Di Consoli alla Certosa
Questo pezzo sulla Certosa e lo scrittore e critico Andrea Di Consoli è uscito su Il Messaggero.
La Certosa, un nome nobile, quasi fiabesco (prima si chiamava Borgo degli Angeli) è un quartiere romano la cui storia si intreccia con quella delle baraccopoli. Prima immigrati abruzzesi e marchigiani poi negli anni ’50 calabresi. Non è facile trovarlo, stretta fra stazione Casilina e Tor Pignattara.
Allo scrittore e autore di testi televisivi Andrea Di Consoli chiedo subito com’è che uno decide di abitare qui? “A un certo punto, meno di un anno fa – mi risponde lo scrittore lucano, poi immigrato nell’infanzia a Zurigo, insieme alla famiglia – nella mia vita è capitato qualcosa di difficile e doloroso. Dopo tredici anni mi sono separato dalla mia compagna. Con i nostri figli avevamo sempre abitato in via La Spezia, a San Giovanni, e dunque decidendo di andare via avevo bisogno di non stare troppo lontano, ma anche di andare in un posto più umile, scrostato, fraterno, che mi somigliasse di più. Un giorno incontro casualmente per strada dopo quasi trent’anni un mio amico lucano d’infanzia, Enzo Libonati, proprietario del caffè letterario ‘Shakespeare & Co.’ di via dei Savorgnan alla Certosa.
Gli dico che serve una casa ma non ho voglia di deprimermi con le agenzie immobiliari e dopo una settimana mi annuncia di avermi trovato una casa perfetta per me. L’ho presa a occhi chiusi!”. E’ un quartiere pasoliniano, dunque letterario, rappresentato in Ragazzi di vita e poi nel film, “Accattone” e “Mamma Roma”. Lo scrittore è celebrato in un immenso murales, che evoca anche circostanze e personaggi della sua morte.. Qui vicino c’è il ristorante Accattone, al Pigneto il bar Necci con tutte le sue foto.

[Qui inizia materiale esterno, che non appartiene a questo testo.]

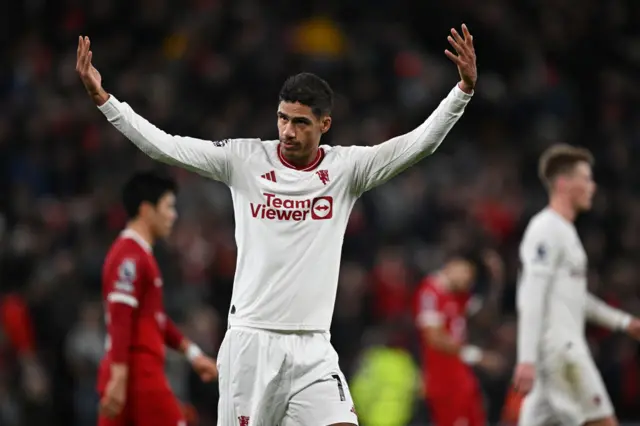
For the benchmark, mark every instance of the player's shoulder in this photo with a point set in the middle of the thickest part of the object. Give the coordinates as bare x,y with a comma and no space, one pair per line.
342,152
546,222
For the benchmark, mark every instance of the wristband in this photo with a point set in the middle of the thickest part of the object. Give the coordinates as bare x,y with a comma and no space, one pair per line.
471,354
192,352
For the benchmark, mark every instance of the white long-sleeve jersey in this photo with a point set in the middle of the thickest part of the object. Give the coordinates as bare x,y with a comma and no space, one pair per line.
553,300
290,222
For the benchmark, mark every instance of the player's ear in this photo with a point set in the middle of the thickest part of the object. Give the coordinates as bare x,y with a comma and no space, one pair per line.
325,124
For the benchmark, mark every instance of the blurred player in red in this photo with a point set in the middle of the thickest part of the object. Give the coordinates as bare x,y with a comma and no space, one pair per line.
133,388
453,393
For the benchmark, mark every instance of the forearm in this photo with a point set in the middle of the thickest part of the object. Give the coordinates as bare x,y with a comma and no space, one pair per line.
531,302
605,315
190,153
120,330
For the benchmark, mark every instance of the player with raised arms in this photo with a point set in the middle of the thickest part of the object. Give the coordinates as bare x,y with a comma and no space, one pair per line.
292,199
555,368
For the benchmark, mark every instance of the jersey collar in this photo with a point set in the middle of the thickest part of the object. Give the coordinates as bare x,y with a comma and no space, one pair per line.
315,163
133,235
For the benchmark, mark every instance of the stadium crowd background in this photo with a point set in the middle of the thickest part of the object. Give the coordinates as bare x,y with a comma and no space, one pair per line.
550,71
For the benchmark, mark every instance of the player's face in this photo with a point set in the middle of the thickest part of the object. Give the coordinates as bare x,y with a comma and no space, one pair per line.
165,215
581,186
461,274
299,131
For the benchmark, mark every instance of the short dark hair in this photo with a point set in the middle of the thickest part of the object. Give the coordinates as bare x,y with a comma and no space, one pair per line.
561,159
310,90
144,187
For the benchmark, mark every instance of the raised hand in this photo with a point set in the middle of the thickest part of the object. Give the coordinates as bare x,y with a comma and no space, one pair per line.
91,78
464,58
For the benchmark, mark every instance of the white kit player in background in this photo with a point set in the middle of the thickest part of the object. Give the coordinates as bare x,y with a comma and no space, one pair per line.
292,199
555,368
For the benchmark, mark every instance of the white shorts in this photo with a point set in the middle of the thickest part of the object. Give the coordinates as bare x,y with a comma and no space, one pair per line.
568,391
272,378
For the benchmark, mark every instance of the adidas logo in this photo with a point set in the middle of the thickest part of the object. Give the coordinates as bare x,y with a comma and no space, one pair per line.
270,176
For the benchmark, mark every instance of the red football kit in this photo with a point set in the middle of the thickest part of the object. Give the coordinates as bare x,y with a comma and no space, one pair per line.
454,395
137,331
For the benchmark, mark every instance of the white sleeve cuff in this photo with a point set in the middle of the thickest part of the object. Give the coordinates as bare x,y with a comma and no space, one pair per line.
193,352
110,109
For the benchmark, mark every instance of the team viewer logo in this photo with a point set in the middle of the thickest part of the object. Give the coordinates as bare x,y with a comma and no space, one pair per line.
324,176
322,208
292,209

Che effetto ti fa vedere il nemico dei consumi e dell’omologazione ridotto a icona commerciale e logo chic? Di Consoli fa un sospiro: “Sai, a questo punto della mia vita e della mia maturità umana mi chiedo se non ci sia della poesia anche nel commercio, in un logo, in un brand. In fondo le cose morte sopravvivono pure così. La cosa comunque non mi disturba”. Il vero interrogativo è un altro: il quartiere si presenta come un paesotto, con i suoi villini colorati e orticelli (un abusivismo edilizio di massa che oggi ne definisce la accattivante fisionomia), accanto a due o tre “grattacieli” (per dire edifici un po’ fuori misura), solo in parte gentrizzato. I vecchi abitanti convivono con nuovi gruppi etnici e comunità gay e enoteche con librerie.
Si può considerare un laboratorio sociale? In ciò risiede la sua anima? Di Consoli replica con entusiasmo: “Sì, è un quartiere che andrebbe preso a esempio. Qui intellettuali, disoccupati, impiegati e commercianti stranieri vivono in un’armonia davvero speciale. Anche, secondo me, grazie alla presenza imponente di scrittori, registi, giornalisti, artisti, che ovviamente apportano un punto di vista dolce, tollerante, rispettoso allo stile generale del quartiere. Certe sere percorro la strada che da via dei Savorgnan conduce a via di Tor Pignattara, e la sensazione che provo è di un luogo privo di ferocia e di rancore. Forse perché gli intellettuali sono i migranti stanziali di un Paese, e con il loro sguardo fanno sentire meno sperduti coloro che vengono da lontano”.
Qual è allora il vero personaggio-simbolo del quartiere? Per Di Consoli proprio Enzo Libonati della “Shakespeare & Co.”, il suo Virgilio che qui lo ha introdotto. La Certosa in qualche modo si identifica con lui. Nel suo locale infatti trovi lucani, calabresi, francesi, americani, polacchi. Trovi di tutto. “Dentro – sottolinea Di Consoli – puoi crederti a Marsiglia, a Beirut, a Eboli. Oppure in un paese lucano, perché c’è anche il biliardino. Lui aggrega, smista, incrocia storie, fa presentazioni di libri. Insomma, ha dato una casa a tutti noi che siamo un po’ smarriti e curiosi del mondo. La cosa più bella è quando la sera porto i miei figli nel suo locale. Li tratta come fossero suoi nipoti. Andare a giocare a biliardino la sera è un rito che ha aiutato molto la tenuta della nostra famiglia dopo il momento doloroso della separazione”.